X = np.random.normal(loc=0, scale=2, size=10000).astype(int)
# Trying changing the sample size and "scale"
plt.hist(X, label="Data")
plt.axvline(X.mean(), label="Sample Mean", color="magenta")
plt.axvline(np.median(X), label="Sample Median", color="lime", ls="--")
plt.axvline(stats.mode(X)[0], label="Sample Mode", color="cyan", ls=":")
plt.xlim(-10, 10)
plt.legend()
plt.show()
There are many more distributions, but for the sake of time we will stop with Uniform and Normal. If you are interested in seeing all the distributions you have access to in NumPy and Scipy, check the docs.
Part 2: Descriptive Statistics on Real Data
Now, we take a step back and apply the things we learned to some real data! Here we will compute and visualize some descriptive statistics for an publicly available dataset.
import pandas as pd
import plotly_express as px
df = px.data.iris()
df.head()
sepal_length | sepal_width | petal_length | petal_width | species | species_id | |
---|---|---|---|---|---|---|
0 | 5.1 | 3.5 | 1.4 | 0.2 | setosa | 1 |
1 | 4.9 | 3.0 | 1.4 | 0.2 | setosa | 1 |
2 | 4.7 | 3.2 | 1.3 | 0.2 | setosa | 1 |
3 | 4.6 | 3.1 | 1.5 | 0.2 | setosa | 1 |
4 | 5.0 | 3.6 | 1.4 | 0.2 | setosa | 1 |
Let us compute some statistics about the data to understand what is going on. Fortunately, the Pandas library has some awesome tools built in to do this quickly.
print(df["sepal_length"].mean())
print(df["sepal_length"].median())
print(df["sepal_length"].std())
print(df["sepal_length"].var())
5.843333333333334
5.8
0.828066127977863
0.6856935123042507
df.describe()
sepal_length | sepal_width | petal_length | petal_width | species_id | |
---|---|---|---|---|---|
count | 150.000000 | 150.000000 | 150.000000 | 150.000000 | 150.000000 |
mean | 5.843333 | 3.054000 | 3.758667 | 1.198667 | 2.000000 |
std | 0.828066 | 0.433594 | 1.764420 | 0.763161 | 0.819232 |
min | 4.300000 | 2.000000 | 1.000000 | 0.100000 | 1.000000 |
25% | 5.100000 | 2.800000 | 1.600000 | 0.300000 | 1.000000 |
50% | 5.800000 | 3.000000 | 4.350000 | 1.300000 | 2.000000 |
75% | 6.400000 | 3.300000 | 5.100000 | 1.800000 | 3.000000 |
max | 7.900000 | 4.400000 | 6.900000 | 2.500000 | 3.000000 |
Visualization
Now, let us visualize the data in a slightly more useful way than a static table. First, we can create a scatter plot to inspect how sepal length and sepal width are related.
Scatter Plots
# px.scatter(df, x="sepal_length", y="sepal_width")
# px.scatter(df, x="sepal_length", y="sepal_width", color="species", size="species_id")

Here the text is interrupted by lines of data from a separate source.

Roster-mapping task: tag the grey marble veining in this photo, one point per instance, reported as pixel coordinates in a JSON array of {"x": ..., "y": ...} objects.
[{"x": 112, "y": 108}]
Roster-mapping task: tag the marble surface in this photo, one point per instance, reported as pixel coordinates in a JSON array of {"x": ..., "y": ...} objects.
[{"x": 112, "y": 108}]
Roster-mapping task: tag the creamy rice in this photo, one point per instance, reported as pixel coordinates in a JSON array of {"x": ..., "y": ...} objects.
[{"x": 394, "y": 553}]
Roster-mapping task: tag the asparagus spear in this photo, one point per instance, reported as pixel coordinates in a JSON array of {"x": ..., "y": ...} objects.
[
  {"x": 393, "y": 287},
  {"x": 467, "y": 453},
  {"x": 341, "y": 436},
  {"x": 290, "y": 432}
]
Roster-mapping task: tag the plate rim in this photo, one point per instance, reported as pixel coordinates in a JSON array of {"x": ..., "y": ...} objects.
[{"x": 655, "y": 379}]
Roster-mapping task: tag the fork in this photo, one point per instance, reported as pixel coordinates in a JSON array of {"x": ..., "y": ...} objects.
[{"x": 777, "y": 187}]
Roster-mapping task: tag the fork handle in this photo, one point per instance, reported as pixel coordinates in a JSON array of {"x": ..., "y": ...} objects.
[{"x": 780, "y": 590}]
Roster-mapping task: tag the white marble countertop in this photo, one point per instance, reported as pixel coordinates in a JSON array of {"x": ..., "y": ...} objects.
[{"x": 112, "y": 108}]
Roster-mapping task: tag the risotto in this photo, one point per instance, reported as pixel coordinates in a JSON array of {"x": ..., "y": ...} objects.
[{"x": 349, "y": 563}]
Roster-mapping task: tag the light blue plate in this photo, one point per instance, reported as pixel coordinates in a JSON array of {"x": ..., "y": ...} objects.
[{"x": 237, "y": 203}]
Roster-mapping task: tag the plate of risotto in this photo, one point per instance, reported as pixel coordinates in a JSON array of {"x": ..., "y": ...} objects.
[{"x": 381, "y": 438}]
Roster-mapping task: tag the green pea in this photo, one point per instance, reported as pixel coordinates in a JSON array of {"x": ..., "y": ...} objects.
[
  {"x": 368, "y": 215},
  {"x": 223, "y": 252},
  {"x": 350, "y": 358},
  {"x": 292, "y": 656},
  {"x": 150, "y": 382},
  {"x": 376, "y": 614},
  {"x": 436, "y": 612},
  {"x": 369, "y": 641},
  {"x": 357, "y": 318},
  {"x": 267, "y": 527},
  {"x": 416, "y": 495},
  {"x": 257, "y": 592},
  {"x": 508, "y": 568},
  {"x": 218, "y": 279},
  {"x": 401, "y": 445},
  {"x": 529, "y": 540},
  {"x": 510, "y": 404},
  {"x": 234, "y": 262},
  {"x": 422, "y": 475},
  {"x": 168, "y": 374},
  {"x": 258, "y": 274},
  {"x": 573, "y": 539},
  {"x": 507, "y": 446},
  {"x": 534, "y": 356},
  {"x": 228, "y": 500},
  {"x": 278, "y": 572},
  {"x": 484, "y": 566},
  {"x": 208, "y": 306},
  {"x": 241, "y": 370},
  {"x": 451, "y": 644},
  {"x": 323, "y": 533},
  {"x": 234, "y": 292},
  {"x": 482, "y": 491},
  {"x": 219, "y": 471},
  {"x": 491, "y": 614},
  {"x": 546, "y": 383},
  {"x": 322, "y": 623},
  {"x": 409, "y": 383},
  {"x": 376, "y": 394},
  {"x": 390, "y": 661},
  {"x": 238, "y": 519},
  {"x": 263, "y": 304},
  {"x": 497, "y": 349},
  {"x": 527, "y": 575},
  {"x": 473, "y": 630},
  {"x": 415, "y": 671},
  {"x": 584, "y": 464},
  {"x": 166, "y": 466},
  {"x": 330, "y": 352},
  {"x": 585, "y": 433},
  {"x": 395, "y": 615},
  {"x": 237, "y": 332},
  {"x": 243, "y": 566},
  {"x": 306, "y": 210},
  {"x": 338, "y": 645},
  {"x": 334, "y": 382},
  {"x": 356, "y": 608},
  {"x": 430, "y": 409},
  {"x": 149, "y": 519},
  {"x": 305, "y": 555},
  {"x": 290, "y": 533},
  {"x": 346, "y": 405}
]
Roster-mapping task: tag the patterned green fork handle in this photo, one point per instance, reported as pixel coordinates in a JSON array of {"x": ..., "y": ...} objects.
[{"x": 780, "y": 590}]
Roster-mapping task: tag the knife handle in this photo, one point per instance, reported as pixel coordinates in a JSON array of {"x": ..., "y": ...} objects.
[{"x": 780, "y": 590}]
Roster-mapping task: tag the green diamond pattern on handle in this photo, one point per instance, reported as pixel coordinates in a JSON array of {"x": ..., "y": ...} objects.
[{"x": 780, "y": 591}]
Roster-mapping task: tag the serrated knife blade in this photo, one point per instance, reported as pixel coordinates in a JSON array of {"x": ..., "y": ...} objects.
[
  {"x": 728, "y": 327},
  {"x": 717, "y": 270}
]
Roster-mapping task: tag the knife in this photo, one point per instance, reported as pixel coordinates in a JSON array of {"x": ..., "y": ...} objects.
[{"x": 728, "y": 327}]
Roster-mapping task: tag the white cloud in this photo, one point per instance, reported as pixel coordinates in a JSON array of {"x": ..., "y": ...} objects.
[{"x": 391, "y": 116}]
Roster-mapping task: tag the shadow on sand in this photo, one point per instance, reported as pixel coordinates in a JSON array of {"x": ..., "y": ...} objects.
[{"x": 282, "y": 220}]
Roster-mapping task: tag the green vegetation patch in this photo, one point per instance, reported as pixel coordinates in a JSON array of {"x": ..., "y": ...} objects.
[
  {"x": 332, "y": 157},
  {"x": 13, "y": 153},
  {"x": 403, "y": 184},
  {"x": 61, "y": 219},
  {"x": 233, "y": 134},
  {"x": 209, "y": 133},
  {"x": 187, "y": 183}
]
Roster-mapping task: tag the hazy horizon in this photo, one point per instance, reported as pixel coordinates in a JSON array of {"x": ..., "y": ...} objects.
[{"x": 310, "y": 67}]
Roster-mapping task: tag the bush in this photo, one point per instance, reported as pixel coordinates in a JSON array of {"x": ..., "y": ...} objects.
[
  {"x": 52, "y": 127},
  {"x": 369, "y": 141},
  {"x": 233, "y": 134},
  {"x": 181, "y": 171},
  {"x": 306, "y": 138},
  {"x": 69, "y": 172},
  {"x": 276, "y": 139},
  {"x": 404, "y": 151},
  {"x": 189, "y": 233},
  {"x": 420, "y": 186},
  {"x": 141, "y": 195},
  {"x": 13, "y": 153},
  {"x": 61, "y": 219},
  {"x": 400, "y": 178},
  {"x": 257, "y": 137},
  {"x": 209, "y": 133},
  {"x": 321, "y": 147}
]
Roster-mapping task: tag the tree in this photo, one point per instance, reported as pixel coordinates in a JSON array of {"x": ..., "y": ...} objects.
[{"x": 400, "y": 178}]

# px.scatter(df, x="sepal_width", y="sepal_length", color="species", marginal_y="rug", marginal_x="histogram")
px.scatter(df, x="sepal_width", y="sepal_length", color="species", marginal_y="violin", marginal_x="box", trendline="ols")
Density Plots
# px.density_contour(df, x="sepal_width", y="sepal_length", color="species")

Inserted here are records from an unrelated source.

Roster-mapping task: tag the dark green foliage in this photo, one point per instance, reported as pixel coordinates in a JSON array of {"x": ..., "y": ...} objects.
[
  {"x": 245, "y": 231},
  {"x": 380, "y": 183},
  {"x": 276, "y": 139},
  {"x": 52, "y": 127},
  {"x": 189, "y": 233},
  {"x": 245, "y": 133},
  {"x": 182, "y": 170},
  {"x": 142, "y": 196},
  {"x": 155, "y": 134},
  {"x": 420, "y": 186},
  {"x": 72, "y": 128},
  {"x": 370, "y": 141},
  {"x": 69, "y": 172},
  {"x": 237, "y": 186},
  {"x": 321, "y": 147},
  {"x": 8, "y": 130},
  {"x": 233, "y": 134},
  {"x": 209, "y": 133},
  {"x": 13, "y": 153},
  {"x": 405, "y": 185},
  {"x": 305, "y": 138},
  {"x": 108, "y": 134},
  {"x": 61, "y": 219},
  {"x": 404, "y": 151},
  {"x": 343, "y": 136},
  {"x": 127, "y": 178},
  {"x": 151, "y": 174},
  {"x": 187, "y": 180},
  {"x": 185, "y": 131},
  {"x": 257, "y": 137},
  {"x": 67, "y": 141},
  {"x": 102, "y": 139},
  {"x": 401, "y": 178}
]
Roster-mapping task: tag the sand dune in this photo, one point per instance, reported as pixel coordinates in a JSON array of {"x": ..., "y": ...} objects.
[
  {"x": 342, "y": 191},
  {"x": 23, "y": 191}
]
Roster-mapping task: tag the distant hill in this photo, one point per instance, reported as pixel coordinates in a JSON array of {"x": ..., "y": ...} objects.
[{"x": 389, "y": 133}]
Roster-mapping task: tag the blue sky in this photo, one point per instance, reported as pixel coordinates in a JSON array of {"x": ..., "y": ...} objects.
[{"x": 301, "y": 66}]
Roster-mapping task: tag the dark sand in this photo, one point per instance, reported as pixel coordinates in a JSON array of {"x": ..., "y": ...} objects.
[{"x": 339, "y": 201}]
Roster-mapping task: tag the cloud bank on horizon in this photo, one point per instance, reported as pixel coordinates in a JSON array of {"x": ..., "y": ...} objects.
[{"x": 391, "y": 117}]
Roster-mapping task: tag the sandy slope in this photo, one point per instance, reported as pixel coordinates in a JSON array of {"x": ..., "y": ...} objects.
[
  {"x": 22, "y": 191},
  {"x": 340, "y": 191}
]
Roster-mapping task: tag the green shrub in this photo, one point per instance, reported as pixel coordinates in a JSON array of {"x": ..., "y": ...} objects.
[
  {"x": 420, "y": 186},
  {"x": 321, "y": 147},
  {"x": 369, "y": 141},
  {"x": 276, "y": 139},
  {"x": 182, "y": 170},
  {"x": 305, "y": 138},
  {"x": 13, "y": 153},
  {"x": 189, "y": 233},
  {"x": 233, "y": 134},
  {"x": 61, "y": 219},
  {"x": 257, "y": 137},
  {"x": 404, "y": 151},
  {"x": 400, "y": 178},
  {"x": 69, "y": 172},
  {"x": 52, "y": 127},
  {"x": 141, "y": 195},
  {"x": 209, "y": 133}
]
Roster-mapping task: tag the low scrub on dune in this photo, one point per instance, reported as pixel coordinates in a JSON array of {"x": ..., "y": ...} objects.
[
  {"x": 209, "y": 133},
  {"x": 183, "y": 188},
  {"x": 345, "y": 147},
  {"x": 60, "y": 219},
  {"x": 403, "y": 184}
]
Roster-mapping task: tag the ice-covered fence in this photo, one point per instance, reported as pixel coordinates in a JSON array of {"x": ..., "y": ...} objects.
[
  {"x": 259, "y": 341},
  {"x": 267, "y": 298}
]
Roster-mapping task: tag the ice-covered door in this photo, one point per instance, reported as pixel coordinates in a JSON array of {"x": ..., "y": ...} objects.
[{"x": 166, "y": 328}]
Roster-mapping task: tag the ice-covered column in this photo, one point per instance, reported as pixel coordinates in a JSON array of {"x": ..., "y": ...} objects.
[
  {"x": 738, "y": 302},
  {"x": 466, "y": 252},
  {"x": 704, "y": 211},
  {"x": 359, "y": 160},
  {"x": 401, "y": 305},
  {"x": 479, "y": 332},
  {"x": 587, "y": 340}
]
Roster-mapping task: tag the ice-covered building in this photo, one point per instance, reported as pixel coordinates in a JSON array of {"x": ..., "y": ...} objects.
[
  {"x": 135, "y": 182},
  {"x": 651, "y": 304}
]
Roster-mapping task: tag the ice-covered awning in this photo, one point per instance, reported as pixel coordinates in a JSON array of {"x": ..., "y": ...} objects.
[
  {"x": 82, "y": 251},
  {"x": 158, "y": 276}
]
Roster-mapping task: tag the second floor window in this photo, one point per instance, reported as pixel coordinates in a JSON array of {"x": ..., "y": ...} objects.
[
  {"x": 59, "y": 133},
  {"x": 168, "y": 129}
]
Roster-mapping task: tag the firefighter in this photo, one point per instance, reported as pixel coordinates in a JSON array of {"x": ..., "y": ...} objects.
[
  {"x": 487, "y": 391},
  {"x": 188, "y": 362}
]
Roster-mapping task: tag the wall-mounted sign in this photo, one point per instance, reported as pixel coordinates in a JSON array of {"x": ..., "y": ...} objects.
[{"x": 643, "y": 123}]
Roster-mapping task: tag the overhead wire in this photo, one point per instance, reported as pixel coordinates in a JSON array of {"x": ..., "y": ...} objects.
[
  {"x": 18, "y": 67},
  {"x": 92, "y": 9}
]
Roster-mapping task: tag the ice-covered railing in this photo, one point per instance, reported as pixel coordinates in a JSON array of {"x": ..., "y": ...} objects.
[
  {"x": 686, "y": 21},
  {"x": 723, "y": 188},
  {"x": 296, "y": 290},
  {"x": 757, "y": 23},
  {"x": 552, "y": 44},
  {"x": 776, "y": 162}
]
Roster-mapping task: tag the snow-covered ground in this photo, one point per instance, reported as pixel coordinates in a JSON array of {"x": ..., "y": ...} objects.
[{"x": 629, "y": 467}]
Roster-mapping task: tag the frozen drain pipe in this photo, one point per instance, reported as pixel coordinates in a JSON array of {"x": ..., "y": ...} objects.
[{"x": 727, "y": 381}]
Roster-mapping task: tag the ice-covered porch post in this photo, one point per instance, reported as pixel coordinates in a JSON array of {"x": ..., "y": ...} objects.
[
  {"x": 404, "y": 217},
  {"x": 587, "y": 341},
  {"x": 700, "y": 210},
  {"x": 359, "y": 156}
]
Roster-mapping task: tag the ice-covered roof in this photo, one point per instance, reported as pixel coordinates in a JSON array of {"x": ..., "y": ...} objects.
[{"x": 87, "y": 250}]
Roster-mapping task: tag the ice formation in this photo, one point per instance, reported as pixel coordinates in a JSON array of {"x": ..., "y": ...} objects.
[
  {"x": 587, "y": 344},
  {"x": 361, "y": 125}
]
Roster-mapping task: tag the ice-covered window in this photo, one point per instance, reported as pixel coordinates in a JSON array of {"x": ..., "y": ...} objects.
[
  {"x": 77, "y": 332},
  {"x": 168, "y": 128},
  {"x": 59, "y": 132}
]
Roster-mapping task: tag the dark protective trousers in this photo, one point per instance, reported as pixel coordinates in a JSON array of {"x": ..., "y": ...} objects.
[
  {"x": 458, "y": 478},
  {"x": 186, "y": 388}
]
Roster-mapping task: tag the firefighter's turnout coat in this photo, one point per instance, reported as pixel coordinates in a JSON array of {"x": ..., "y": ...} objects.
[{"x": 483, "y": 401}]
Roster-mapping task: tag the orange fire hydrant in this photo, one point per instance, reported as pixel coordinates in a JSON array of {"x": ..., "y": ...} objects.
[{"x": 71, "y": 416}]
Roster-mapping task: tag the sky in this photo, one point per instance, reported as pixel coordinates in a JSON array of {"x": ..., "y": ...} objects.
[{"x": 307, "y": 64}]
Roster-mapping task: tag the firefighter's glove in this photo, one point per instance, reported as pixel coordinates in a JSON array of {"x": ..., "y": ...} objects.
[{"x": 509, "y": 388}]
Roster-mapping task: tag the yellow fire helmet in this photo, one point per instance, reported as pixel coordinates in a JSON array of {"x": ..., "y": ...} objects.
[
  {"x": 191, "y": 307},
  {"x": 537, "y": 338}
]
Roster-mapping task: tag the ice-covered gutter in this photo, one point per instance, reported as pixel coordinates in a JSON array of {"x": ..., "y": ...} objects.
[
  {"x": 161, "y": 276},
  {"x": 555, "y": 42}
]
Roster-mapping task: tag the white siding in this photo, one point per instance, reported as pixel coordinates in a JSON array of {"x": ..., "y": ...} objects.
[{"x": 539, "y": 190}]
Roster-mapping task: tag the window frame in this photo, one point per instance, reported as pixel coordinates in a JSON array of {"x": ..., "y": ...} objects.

px.density_contour(df, x="sepal_width", y="sepal_length", color="species", marginal_x="rug", marginal_y="histogram")
Correlation Matrix
# px.scatter_matrix(df)
px.scatter_matrix(df, dimensions=["sepal_width", "sepal_length", "petal_width", "petal_length"], color="species").update_traces(showupperhalf=False, diagonal_visible=False)
Example of the Central Limit Theorem
This example came about from a question related to the central limit theorem. Here I will draw 10 samples from a uniform distribution and record the mean of the samples. We then repeat this process 1000 times and plot a histogram of the results.
means = []
for i in range(10000):
X = np.random.uniform(0, 1, 10)
means.append(X.mean())
plt.hist(means)
plt.axvline(np.mean(means), label="Sample Mean", color="magenta")
plt.axvline(np.median(means), label="Sample Median", color="lime", ls="--")
plt.legend()
plt.show()
Hmmm this looks oddly familiar. This is a direct example of the central limit theorem in action.